Catching Up With Terp Guard Sean Mosley

Maryland Terrapin sophomore guard Sean Mosley sits down with TSR's John Talty.

The transition from high school to college is never an easy one. The classes are tougher, there are thousands of new people you don’t know, and that’s without even thinking about playing basketball in the ACC.

While Sean Mosley didn’t come anywhere close last year to averaging the 24.2 ppg that earned him Player of the Year honors from the Baltimore Sun, he managed to excel at the little things and earned a lot of playing time down the stretch.

“I knew coming in it was going to be a different level, but I think I did a pretty good job as a freshman,” Mosley said. “Last season I just played my role and that’s one thing that coach realized. Later in the season I think I got more comfortable coming off my ankle injury and that’s why I got a lot of minutes.”

Although not known for his defensive prowess in high school, Mosley quickly made a positive impact on defense for the Terrapins. Playing in the ACC, he consistently had to go up against some of the best guards in the country, including guys like North Carolina’s Tywon Lawson, Florida State’s Toney Douglas, and Wake Forest’s Jeff Teague.

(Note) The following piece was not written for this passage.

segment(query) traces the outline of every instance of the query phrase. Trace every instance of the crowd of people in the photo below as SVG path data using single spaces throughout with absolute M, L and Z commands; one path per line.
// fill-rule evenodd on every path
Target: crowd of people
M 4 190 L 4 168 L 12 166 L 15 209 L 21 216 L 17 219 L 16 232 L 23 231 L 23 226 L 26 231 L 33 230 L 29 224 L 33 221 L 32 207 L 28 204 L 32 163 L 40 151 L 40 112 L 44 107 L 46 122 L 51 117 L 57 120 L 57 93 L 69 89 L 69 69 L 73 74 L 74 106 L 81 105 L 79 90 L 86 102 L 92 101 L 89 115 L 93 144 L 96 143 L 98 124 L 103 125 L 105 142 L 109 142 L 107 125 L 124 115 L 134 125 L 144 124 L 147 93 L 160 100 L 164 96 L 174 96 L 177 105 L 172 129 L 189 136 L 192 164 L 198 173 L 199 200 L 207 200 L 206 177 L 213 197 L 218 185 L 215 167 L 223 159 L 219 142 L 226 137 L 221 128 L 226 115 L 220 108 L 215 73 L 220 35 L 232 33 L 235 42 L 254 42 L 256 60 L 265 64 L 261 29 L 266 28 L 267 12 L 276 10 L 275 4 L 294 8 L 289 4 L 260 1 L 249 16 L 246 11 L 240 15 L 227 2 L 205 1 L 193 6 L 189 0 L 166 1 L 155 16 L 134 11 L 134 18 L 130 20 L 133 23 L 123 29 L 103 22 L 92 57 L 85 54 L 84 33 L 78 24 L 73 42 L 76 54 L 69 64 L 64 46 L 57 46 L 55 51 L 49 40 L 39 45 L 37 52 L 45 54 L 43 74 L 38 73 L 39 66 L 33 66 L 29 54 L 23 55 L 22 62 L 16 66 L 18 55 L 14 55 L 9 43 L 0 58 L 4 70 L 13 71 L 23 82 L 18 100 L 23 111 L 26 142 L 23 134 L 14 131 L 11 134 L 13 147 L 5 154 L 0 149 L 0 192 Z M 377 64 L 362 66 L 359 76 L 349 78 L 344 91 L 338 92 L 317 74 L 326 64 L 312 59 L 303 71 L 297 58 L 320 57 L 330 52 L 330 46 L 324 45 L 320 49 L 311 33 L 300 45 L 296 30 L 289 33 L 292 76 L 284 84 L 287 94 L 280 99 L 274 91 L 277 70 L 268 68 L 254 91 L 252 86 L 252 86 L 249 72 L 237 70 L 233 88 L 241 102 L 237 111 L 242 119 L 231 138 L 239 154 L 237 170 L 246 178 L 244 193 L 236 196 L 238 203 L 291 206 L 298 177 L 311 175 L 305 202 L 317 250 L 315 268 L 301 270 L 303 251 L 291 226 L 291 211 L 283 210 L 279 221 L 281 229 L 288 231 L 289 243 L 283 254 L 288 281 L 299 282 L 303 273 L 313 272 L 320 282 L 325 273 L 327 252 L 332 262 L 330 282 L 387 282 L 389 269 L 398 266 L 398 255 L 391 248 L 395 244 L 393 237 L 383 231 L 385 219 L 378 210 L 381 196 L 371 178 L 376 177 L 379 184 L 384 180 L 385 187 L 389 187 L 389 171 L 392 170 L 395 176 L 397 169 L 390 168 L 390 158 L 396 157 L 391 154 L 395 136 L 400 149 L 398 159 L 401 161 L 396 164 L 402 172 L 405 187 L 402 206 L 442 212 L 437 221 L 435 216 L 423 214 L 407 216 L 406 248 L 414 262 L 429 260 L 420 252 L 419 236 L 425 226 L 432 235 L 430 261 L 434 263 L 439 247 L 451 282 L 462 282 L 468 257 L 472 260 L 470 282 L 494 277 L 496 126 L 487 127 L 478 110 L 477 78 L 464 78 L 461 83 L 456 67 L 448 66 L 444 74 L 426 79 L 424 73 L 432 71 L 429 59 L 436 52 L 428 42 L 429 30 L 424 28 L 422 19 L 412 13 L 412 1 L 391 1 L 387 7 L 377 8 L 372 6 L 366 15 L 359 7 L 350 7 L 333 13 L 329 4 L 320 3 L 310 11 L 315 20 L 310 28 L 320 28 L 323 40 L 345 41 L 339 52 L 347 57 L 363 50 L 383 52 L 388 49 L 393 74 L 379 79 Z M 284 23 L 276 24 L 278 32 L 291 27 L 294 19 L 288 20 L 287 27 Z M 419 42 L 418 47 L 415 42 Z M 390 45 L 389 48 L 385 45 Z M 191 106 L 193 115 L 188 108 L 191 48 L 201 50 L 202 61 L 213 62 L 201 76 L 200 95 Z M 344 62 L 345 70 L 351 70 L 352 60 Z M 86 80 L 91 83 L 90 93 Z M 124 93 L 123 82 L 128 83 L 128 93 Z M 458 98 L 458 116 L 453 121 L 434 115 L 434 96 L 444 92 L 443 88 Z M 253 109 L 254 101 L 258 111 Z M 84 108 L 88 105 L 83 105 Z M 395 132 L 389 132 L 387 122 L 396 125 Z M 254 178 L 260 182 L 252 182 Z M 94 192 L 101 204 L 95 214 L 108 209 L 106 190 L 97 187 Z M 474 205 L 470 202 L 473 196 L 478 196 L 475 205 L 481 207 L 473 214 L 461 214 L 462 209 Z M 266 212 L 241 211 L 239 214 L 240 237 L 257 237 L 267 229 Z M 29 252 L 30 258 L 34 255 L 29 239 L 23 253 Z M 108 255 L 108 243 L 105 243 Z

“You have to slow them up,” he said about covering Lawson and Teague. “If they get a head start on you it’s hard to catch up. It was definitely a challenge for me to stay out in front of them, but I did a good job trying to slow them down and make them put up tough shots.”

Last season could certainly be categorized as a series of ups and downs for Maryland basketball. While they eventually were able to advance to the second round of the NCAA Tournament and finish with a 21-14 record, it certainly wasn’t always that promising.

The team dealt with rumors of Gary Williams’ demise, as well as some heartbreaking losses to ACC rivals. For a long time it looked like the Terrapins would miss the NCAA Tournament yet again, but eventually something clicked leading to wins over ACC powers North Carolina and Wake Forest.

“After we lost to Miami and Boston College,” said Mosley about when things started to get better. “After that game something just clicked. We all just realized we have to take one game at a time and not look past any teams. We learned to play the hardest minutes of your life.”

This off-season Mosley says he is primarily trying to get stronger and quicker but also to increase his shooting percentage. The noticeably bigger Mosley works out Monday through Thursday, as well as taking classes. Although he admits it’s a very long day, he doesn’t mind putting in the work and that can largely be attributed to second-year trainer Paul Ricci.

“I’m more explosive and quicker than I used to be,” he said. “I’m more fluent on the court than I used to be and Paul (Ricci) is because of that.”

Ricci, who Mosley describes as a “Tasmanian devil,” seems to have instilled a change in the way things are done. Never has it been more competitive in the weight room than it has with Ricci now in charge, and the team is already excited about this upcoming season.

“Even with just bench pressing, we all try to push each other,” he said. “We try to push past what even Paul says and show that we are pushing ourselves. We are not satisfied with last year and want to get better. We went to the second round (last year), but we want to go to a Final Four and win a national championship.”

While there doesn’t appear to currently be Final Four buzz concerning the Terrapins, there is considerable excitement surrounding the program. With all major contributors returning besides Dave Neal, plus the additions of freshmen Jordan Williams and James Padgett, the expectations are high.

“By far, to me, I think we should be the top team (in the ACC),” Mosley said. “Just looking back and seeing who we are bringing back plus Paul helps out a lot because he is getting everyone’s bodies ready for the season.”